74/23 MÜ'MİNÛN SÛRESİ, İLK VE SON ÂYETLERİ (2) PDF 
Pazar, 25 Aralık 2022 00:00

74/23 MÜ'MİNÛN SÛRESİ, İLK VE SON ÂYETLERİ (2)

(...dünden devam)

İmam Fahreddîn Râzî, "Beni anmak için namaz kıl" âyetindeki emrin, vücub (gereklik) ifade ettiğini söylüyor. "Namazda tamamen gaflet içinde bulunan kimse, nasıl Allah'ı anmak için namaz kılmış olur?" diye soruyor. Ve bu konuda Hz. Peyğamber'in: "Namazı kendisini fuhuştan, çirkin ve kötü işlerden menetmeyen kimse, Allah'tan uzaklaşmaktan başka bir şey elde etmez" (İbn Hanbel, Zühd'de İbn Mes'ûd'dan mevkûfen; İbn Cerîr ise yine ondan merfû'an rivâyet etmiştir (Keşfû'l-hafâ: 2/277).), "Nice namaz kılan vardır ki, namazından ona yorgunluktan başka bir şey kalmaz" (İbn Hanbel. Musned: 2/373, 441, İbn Mâce, Siyâm: 21; Dârimî: Rikaka: 12.) hadislerini zikrettikten sonra Gazâlî'nin şu sözlerini naklediyor:

"Hadîslerde belirtildiği üzre namaz kılan, Rabbiyle gizli konuşur. Gaflet içinde konuşmak münâcât (gizli konuşma) değildir. Namaz zikir, kırâat, rükû', sücud ve kıyâmdan ibarettir. Zikir, Allah ile gizli konuşmadır. İnsan ya münâcât için zikreder, ya da sırf harfleri ve sesleri tekrarlamak için zikreder. Hiç kimse sırf harf ve sesleri tekrar etmiş olmak için zikretmeyi düşünmez.
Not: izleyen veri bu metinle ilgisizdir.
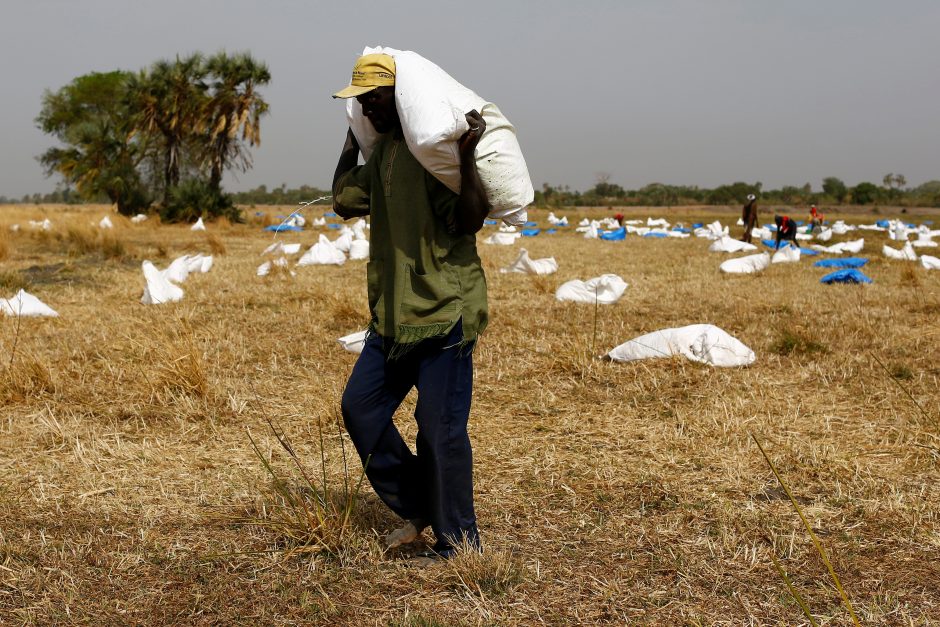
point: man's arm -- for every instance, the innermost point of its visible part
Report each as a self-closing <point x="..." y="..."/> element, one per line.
<point x="472" y="204"/>
<point x="348" y="159"/>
Çünkü gayesiz olarak harfleri tekrarlamanın bir anlamı yoktur. Demek ki insan, münâcât için zikreder. Ancak dil gönülde bulunanı söyler, söylediğini de bilinçli söylerse münâcât olur. Şimdi kişi, bilinçsiz olarak "إهْدِنَا الصِّرَاطَ الْمُسْتَقِيم: Bizi doğru yola ilet" demekle ne istemiş olur? Çünkü bir şey istediğinin farkında olmadan sırf kelimeleri tekrar etmiştir, kalbi gaflet içindedir. Bundan dolayı namazda saygı, huşû' olmayınca namaz, sırtın ve başın hareketinden ibaret kalır." (Mefâtîhu'l-ğayb: 23/78; İhyâ: 1/143)

İşte namazın esası huşû' olduğundan dolayı yüce Allah, önce mü'minlerin, namazı huşû' ile kıldıklarını ve sonra da namazlarına devam edip onu hiç bırakmadıklarını bildiriyor. Çünkü huşû'suz namazın, bir önem ve anlamı yoktur.

Lağv: Her türlü boş, saçma söz ve işlerdir. İşte mü'minler böyle boş lâflarla vakit geçirmezler. "Onlar ki yalana şâhidlik etmezler (yalan konu­şulan yerlerde bulunmazlar), boş lâf(konuşanlar)a rastladıklarında vekar ile (oradan) geçip giderler" (Furkan: 72) âyetinde belirtildiği üzere bu türlü boş lâflara dalanlara rastlayınca onlarla beraber lâfa dalmaz, böyle söz ve işlere iltifat etmezler.